Au vu de mon parcours, de mes choix politiques et des valeurs et idéaux que je professe, d’aucuns considéreront sans doute que je ne suis pas allé assez loin dans ma condamnation. Et d’abord, pourquoi m’être associé avec le pasteur Wright, me demanderont-ils ? Pourquoi ne pas avoir changé d’église ? J’avoue que si tout ce que je savais du pasteur Wright se résumait aux bribes de sermons rediffusées sans fin à la télévision et sur YouTube, ou si la Trinity United Church of Christ ressemblait aux caricatures colportées par certains commentateurs, il ne fait guère de doute que j’aurais réagi de même.

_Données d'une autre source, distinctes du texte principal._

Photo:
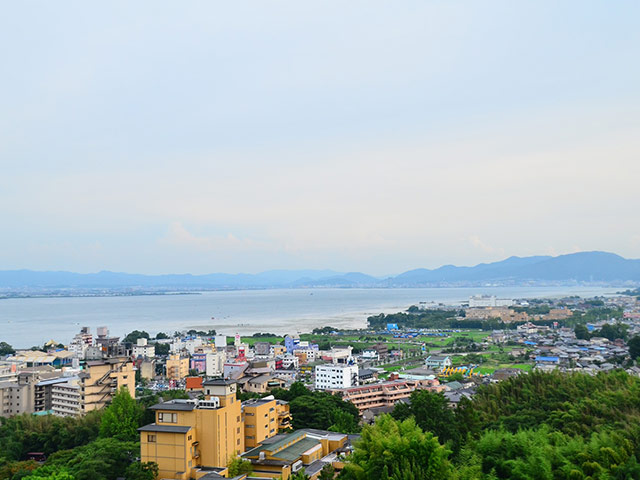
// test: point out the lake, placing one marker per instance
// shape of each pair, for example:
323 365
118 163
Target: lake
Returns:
25 322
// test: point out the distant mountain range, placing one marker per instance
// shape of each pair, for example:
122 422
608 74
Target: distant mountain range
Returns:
583 267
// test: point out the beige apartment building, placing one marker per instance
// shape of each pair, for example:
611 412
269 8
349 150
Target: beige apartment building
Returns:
101 379
19 396
66 398
378 395
177 367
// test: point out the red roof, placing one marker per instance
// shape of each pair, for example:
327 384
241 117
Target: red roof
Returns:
194 383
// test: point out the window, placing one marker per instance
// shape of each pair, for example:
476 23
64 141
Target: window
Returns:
167 417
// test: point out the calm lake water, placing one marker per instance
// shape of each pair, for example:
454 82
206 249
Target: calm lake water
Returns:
33 321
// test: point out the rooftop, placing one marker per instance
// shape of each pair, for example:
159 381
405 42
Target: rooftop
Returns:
219 381
179 405
164 428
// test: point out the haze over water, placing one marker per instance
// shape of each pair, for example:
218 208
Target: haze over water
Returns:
32 321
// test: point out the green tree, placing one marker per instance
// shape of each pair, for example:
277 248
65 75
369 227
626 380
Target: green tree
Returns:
327 472
135 335
102 459
582 332
49 473
142 471
399 449
162 349
432 414
634 347
121 418
612 332
238 466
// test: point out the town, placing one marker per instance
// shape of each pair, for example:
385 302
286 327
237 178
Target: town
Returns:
223 397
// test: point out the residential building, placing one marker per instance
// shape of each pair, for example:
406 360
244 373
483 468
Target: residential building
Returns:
332 376
19 396
437 362
263 384
191 438
143 349
177 366
43 401
66 398
186 343
215 363
385 394
147 368
264 418
101 380
286 454
489 301
80 342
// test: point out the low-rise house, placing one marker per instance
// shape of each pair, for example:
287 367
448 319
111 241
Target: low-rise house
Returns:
286 454
437 362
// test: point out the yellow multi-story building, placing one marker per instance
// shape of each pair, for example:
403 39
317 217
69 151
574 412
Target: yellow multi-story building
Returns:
192 438
263 419
177 367
100 381
284 455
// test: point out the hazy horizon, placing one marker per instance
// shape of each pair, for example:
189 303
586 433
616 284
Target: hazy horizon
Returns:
373 137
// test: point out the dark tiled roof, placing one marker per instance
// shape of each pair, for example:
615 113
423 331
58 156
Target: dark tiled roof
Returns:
173 405
153 427
219 381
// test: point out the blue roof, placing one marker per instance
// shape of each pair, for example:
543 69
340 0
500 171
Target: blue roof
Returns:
547 359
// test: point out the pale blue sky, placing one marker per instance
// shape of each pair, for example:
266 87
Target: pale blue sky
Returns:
375 136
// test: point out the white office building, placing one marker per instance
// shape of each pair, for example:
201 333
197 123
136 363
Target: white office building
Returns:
332 376
143 349
489 301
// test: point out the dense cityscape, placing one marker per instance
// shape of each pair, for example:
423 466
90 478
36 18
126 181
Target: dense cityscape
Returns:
285 240
200 404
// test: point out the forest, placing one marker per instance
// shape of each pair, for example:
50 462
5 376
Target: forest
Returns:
539 426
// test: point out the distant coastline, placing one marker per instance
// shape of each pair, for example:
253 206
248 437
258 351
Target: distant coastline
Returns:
16 295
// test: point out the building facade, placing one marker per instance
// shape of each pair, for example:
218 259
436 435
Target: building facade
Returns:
332 376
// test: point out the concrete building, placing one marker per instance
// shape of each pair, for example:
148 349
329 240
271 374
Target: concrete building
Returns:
81 342
264 418
437 362
147 368
489 301
192 438
101 380
143 349
190 344
332 376
43 401
215 363
378 395
19 396
66 398
177 367
284 455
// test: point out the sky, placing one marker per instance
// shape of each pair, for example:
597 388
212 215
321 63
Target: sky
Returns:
374 136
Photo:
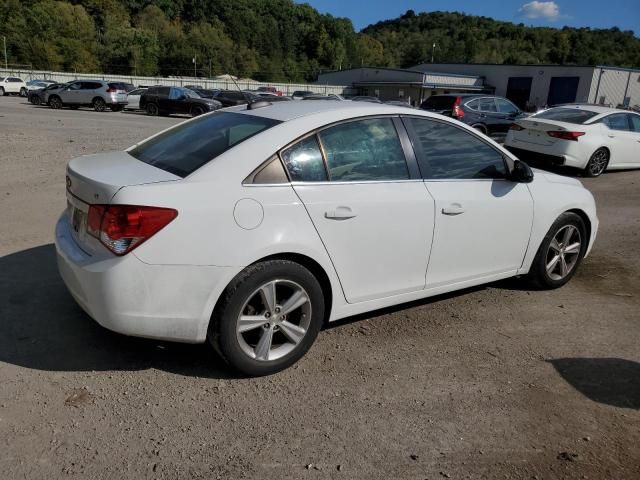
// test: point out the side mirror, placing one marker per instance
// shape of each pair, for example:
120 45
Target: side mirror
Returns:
521 172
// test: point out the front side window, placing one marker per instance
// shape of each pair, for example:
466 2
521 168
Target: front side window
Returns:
504 106
304 161
449 152
190 145
364 150
617 122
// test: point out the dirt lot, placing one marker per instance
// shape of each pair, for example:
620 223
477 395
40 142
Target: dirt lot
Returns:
494 382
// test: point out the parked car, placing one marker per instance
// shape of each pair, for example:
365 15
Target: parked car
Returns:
230 98
37 84
12 85
300 94
40 95
489 114
97 94
589 137
237 228
133 99
273 90
363 98
172 100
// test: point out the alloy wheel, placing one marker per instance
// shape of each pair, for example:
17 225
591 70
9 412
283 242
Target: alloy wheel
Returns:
598 163
274 320
564 252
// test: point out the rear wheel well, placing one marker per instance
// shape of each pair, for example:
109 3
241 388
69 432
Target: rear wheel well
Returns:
314 267
585 219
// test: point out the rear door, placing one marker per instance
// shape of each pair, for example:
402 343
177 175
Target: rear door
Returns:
368 204
482 219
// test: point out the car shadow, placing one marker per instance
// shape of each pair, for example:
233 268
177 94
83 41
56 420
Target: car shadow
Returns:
611 381
41 327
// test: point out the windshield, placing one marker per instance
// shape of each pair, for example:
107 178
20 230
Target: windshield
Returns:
567 115
190 145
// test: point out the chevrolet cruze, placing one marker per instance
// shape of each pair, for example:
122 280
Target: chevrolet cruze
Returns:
251 227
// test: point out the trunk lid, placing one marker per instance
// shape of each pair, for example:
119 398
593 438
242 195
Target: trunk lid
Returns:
95 179
535 130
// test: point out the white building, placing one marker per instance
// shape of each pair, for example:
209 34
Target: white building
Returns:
528 86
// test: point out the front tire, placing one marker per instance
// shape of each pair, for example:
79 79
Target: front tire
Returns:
268 317
598 163
560 253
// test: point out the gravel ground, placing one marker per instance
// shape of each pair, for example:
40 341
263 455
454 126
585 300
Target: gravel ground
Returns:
492 382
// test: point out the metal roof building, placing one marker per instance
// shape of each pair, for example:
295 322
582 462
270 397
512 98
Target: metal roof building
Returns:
529 86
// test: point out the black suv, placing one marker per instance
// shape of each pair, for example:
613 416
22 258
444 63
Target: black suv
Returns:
169 100
490 114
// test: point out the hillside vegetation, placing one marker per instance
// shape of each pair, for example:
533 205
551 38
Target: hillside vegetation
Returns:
276 40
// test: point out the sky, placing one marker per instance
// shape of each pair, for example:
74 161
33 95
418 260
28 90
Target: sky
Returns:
624 14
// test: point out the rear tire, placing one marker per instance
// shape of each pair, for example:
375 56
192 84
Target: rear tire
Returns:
597 164
560 252
152 109
99 105
55 102
268 317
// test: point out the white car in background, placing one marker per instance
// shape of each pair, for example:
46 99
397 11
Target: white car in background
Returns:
133 97
589 137
253 226
12 85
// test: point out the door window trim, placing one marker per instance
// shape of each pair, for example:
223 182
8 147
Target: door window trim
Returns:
417 146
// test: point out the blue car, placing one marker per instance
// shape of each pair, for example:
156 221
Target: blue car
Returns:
490 114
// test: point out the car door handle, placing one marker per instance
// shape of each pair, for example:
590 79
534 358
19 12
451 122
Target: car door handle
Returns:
340 213
453 209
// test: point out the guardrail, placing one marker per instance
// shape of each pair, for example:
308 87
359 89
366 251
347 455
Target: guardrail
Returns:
286 88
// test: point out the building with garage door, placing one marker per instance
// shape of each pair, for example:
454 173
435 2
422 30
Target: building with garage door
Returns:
529 86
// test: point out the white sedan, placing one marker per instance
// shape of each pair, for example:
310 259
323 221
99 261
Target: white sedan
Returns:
589 137
133 99
253 226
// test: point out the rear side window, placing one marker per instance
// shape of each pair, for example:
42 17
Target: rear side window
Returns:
568 115
449 152
190 145
617 121
304 161
364 150
438 103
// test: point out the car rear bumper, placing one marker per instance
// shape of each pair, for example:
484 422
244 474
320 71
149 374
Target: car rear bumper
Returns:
128 296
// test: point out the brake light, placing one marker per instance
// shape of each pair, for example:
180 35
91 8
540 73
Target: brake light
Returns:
457 111
565 135
121 228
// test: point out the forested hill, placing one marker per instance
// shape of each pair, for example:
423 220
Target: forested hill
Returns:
409 40
275 40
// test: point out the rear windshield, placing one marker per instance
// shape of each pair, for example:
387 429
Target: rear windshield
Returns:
568 115
187 147
438 103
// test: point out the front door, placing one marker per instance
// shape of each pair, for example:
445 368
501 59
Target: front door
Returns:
372 212
482 219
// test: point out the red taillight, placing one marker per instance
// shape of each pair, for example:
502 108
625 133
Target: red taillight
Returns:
121 228
565 135
457 111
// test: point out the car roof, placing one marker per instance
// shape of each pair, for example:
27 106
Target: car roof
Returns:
285 111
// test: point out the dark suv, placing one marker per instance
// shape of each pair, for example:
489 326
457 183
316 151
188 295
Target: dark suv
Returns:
168 100
490 114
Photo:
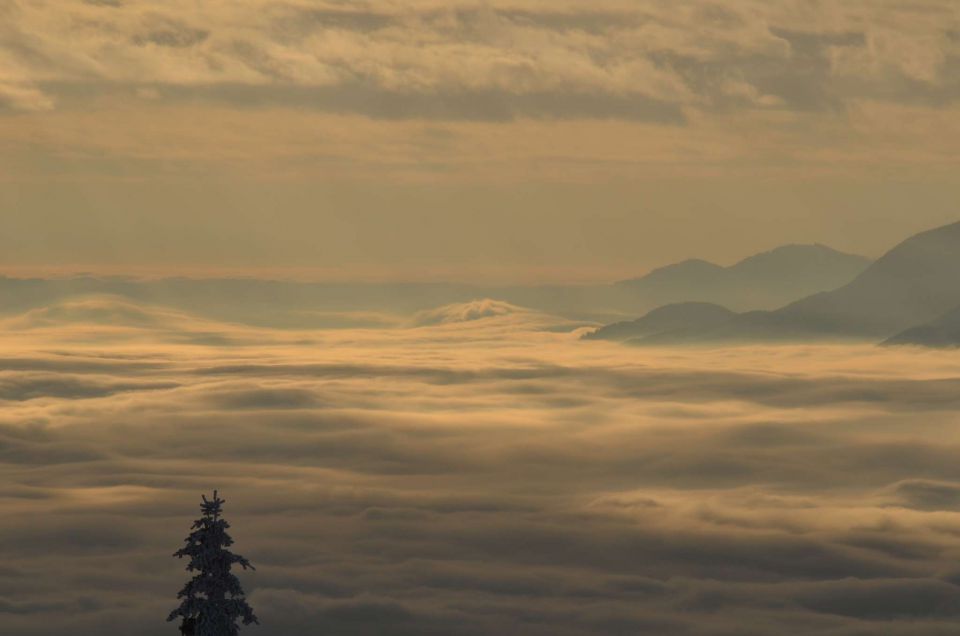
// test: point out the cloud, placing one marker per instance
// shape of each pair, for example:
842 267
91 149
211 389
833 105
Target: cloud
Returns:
463 479
503 59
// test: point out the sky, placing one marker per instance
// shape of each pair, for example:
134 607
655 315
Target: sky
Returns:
509 140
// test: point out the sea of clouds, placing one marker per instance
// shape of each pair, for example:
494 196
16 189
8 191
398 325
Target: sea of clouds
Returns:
487 476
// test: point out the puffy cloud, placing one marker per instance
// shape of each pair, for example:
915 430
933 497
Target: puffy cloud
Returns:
470 478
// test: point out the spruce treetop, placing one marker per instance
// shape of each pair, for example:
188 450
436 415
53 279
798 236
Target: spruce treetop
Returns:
212 601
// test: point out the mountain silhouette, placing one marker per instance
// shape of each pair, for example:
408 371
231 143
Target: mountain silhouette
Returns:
765 281
942 332
668 318
915 283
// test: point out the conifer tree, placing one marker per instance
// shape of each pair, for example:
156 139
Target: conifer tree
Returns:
212 601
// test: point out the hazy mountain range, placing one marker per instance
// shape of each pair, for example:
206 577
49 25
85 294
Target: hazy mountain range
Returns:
763 281
911 295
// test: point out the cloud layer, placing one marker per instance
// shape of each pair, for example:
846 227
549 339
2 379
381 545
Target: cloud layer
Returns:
477 477
489 61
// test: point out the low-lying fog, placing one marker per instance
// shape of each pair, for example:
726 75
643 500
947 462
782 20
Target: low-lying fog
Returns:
477 471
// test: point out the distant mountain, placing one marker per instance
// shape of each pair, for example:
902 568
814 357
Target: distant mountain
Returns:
942 332
678 316
915 283
762 281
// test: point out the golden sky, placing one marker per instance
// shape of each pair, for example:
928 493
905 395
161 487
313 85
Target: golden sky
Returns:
503 139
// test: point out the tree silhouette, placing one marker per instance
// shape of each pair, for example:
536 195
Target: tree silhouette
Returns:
212 601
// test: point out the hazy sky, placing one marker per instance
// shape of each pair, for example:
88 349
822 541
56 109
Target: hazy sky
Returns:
465 139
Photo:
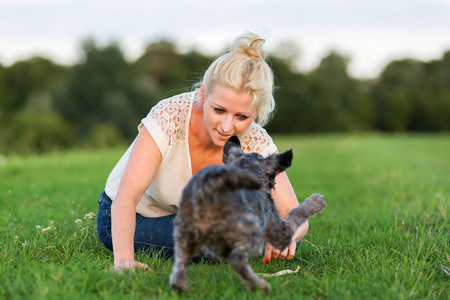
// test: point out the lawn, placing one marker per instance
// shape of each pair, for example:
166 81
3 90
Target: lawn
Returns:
384 234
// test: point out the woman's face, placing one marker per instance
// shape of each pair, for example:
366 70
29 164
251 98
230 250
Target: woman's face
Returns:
226 112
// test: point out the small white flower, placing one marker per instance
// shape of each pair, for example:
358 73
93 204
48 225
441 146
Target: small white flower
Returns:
90 215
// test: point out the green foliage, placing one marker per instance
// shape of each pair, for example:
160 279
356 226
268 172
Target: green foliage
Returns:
32 132
103 88
104 136
383 235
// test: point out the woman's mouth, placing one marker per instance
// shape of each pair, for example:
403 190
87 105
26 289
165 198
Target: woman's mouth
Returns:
223 135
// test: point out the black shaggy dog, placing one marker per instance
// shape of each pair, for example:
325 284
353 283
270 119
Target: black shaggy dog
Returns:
228 212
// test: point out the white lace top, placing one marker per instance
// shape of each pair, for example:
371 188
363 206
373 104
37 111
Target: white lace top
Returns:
168 124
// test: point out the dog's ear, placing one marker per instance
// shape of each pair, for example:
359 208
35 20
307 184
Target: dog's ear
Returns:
283 160
231 150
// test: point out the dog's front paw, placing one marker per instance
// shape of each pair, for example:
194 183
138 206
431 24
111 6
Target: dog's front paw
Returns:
317 201
178 284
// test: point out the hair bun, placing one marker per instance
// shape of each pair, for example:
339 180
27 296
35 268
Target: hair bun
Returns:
249 44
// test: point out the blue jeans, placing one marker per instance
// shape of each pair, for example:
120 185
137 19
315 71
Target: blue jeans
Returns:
153 235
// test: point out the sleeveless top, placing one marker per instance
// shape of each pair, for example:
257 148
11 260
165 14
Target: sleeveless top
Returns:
168 124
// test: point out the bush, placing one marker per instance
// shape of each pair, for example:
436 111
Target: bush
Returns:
38 132
104 136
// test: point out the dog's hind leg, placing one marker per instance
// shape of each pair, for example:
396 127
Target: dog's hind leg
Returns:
184 251
238 259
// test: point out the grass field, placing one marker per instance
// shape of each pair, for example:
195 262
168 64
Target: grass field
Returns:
384 235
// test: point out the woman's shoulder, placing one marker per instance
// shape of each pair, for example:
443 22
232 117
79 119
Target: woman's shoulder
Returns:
171 115
173 105
256 139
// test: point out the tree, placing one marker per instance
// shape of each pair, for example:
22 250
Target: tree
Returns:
103 89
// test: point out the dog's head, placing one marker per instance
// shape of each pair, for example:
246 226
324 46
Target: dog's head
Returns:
264 168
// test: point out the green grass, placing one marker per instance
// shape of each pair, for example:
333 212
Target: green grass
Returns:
384 234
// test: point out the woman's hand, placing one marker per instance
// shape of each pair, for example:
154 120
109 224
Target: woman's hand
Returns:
273 253
130 264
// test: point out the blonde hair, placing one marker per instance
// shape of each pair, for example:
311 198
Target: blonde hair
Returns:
244 68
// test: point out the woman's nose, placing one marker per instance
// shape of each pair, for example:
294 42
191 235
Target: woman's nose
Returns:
227 124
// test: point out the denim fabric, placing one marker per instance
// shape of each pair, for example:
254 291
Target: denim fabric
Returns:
153 235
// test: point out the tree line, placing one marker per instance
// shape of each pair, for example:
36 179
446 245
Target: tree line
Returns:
99 101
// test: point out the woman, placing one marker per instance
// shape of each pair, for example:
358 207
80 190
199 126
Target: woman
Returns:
180 136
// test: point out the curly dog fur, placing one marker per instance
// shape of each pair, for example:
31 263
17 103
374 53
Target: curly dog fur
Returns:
227 211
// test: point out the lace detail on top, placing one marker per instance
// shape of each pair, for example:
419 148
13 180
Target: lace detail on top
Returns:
171 114
255 139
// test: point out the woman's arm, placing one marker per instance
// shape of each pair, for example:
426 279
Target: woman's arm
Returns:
285 200
142 165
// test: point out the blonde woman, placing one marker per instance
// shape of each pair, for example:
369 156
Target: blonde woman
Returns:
180 136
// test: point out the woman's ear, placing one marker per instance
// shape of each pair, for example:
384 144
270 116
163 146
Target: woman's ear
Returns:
202 93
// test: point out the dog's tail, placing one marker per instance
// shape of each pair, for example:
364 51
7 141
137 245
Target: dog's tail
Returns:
308 208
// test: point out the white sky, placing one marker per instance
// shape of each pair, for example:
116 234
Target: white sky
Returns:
370 32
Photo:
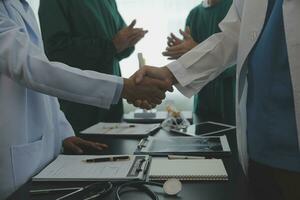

Mais la vérité est que j’en sais bien plus sur cet homme. J’ai fait sa connaissance il y a plus de vingt ans ; c’est lui qui m’a éveillé à la foi, qui m’a prêché l’amour du prochain, le soin des malades et l’aide aux pauvres. C’est un homme qui a servi dans les marines, qui a étudié et enseigné dans les meilleures universités et séminaires, qui pendant plus de trente ans a dirigé son église et qui, par son service à sa communauté, accomplit l’œuvre de Dieu sur terre : loger les sans-abris, assister les nécessiteux, ouvrir des crèches, attribuer des bourses d’études, rendre visite aux prisonniers, réconforter les séropositifs et les malades atteints du sida.

Dans mon livre, Les Rêves venus de mon père, je décris ma première expérience vécue en l’église de la Trinity :

« L’assistance se mit à crier, à se lever, à taper des mains, et le vent puissant de son souffle emportait la voix du pasteur jusqu’aux chevrons (...). Et dans ces simples notes - espoir ! - j’entendis autre chose. Au pied de cette croix, à l’intérieur des milliers d’églises réparties dans cette ville, je vis l’histoire de Noirs ordinaires se fondre avec celles de David et Goliath, de Moïse et de Pharaon, des chrétiens jetés dans la fosse aux lions, du champ d’os desséchés d’Ezékiel.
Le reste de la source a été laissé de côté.